History of Greek Jewish Community
Ocupation
Greece became involved in the Second World War on October 28, 1940, when
the Italians simultaneously invaded Albania and presented an ultimatum to
the Greeks. The Greek dictator, Ioannis Metaxas, who had been in power
since 1936, responded with an adamant ‘ochi’, no, and moved the army
north to meet the attack. What Mussolini had seen as a war of a few weeks
became a grinding stalemate. The Italian war machinery bogged down in the
exceptionally heavy snows of that winter, and by the spring of 1941 the
Italians were forced to withdraw. From this embarassing situation the
Italians were saved by the Germans, who invaded Greece in 6 April.

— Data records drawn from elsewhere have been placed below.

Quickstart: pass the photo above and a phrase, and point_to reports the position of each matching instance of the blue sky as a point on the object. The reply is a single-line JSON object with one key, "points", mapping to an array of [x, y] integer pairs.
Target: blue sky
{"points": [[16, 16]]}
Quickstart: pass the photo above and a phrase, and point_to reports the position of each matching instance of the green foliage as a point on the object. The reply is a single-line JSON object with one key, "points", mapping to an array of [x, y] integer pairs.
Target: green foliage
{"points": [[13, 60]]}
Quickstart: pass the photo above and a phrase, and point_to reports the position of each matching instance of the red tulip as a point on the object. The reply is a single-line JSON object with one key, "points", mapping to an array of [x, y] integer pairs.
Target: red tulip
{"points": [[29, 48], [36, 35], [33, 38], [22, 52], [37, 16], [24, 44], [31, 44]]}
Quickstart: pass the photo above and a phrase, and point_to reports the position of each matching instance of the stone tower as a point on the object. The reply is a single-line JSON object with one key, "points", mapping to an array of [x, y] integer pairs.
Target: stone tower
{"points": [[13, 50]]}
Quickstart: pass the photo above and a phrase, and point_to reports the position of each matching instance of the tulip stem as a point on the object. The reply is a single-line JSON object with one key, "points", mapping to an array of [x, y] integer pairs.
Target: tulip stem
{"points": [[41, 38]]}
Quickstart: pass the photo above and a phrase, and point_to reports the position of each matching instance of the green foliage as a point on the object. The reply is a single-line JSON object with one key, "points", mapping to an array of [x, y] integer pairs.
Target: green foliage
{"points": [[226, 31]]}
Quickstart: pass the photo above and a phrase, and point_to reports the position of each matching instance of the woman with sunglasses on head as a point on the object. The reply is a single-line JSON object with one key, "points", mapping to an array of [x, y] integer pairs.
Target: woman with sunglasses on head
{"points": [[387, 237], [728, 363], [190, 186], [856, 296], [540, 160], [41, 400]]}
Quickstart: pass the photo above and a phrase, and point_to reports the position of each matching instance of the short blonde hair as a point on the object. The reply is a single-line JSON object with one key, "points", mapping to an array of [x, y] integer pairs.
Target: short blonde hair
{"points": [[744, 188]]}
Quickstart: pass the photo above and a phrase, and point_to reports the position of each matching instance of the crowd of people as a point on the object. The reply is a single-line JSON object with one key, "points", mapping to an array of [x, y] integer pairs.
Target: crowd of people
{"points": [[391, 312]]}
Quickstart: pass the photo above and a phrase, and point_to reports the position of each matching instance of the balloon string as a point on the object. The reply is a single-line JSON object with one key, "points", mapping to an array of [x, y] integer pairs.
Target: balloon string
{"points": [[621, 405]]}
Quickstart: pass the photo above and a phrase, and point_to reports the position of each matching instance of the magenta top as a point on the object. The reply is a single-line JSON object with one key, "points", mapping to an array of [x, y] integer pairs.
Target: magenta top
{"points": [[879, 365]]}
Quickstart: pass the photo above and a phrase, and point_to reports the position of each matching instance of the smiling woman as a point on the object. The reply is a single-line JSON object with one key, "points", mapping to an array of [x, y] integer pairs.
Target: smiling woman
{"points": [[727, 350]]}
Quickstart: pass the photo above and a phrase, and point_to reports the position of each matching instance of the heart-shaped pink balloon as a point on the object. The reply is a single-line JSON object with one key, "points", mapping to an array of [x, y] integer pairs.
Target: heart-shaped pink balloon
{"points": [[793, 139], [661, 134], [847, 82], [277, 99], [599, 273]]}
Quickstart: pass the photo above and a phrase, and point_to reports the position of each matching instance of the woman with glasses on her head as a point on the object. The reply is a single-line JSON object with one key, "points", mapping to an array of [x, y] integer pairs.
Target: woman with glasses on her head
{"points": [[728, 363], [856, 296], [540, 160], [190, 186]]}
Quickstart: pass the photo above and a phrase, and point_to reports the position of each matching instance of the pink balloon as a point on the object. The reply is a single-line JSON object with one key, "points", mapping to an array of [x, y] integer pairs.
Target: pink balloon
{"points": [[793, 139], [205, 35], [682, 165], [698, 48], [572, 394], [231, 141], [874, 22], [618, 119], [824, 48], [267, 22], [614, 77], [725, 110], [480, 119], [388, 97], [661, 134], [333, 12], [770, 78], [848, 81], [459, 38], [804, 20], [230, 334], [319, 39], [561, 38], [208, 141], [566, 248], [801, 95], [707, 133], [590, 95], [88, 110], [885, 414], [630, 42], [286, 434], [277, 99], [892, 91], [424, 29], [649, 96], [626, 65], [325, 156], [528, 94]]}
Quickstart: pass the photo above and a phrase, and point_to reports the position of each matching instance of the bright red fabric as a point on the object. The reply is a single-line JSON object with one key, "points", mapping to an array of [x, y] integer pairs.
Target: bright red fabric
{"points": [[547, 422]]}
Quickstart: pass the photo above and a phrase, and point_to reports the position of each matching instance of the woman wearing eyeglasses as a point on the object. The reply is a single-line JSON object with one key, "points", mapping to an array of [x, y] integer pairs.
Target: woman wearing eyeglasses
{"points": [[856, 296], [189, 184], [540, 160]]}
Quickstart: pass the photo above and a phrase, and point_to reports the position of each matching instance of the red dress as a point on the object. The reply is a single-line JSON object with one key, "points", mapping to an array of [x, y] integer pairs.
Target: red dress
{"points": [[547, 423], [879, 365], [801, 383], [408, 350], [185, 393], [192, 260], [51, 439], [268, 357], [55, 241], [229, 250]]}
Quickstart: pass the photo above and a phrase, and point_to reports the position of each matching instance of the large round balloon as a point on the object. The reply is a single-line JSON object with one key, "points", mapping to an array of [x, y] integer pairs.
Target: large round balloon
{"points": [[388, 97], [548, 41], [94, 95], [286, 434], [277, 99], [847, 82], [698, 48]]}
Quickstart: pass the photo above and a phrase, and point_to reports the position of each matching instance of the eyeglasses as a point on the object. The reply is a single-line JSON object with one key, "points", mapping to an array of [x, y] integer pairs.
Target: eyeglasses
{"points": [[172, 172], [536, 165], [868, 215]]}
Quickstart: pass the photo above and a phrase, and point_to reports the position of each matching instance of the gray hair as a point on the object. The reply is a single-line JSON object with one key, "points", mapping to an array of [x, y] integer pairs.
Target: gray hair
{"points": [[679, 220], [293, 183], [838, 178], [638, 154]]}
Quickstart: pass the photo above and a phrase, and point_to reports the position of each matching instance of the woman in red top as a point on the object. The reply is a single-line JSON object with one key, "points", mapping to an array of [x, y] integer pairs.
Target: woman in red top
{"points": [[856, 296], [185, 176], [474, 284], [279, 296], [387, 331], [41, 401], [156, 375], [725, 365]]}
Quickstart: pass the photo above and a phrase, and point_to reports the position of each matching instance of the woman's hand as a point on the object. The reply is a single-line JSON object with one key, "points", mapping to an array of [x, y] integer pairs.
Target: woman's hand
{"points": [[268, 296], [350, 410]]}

The
exhausted Greek army no longer had the arms to repel the new attack, which
overran Athens on 21 April and defeated the last resistance on Crete by
the end of May. Germany and her allies, Bulgaria and Italy, were jubilant
at the success.
Greece was divided into three occupation zones. The Italians were
affirmed in their hold over the Dodecanese Islands, the Ionian Islands, a
large section of mainland Greece, and the Peloponnesos. The Bulgarians
were given eastern Macedonia and Thrace, with its accompanying access to
the Aegean, the goal of their 900 year old expansionist dreams. The
Germans laid claim to western Macedonia, Thessaloniki, a strip of
land lying along the Turkish border in eastern Thrace, the major Aegean
islands, and Crete. They also, of course, maintained rights of
intervention in the areas under Bulgarian and Italian occupation.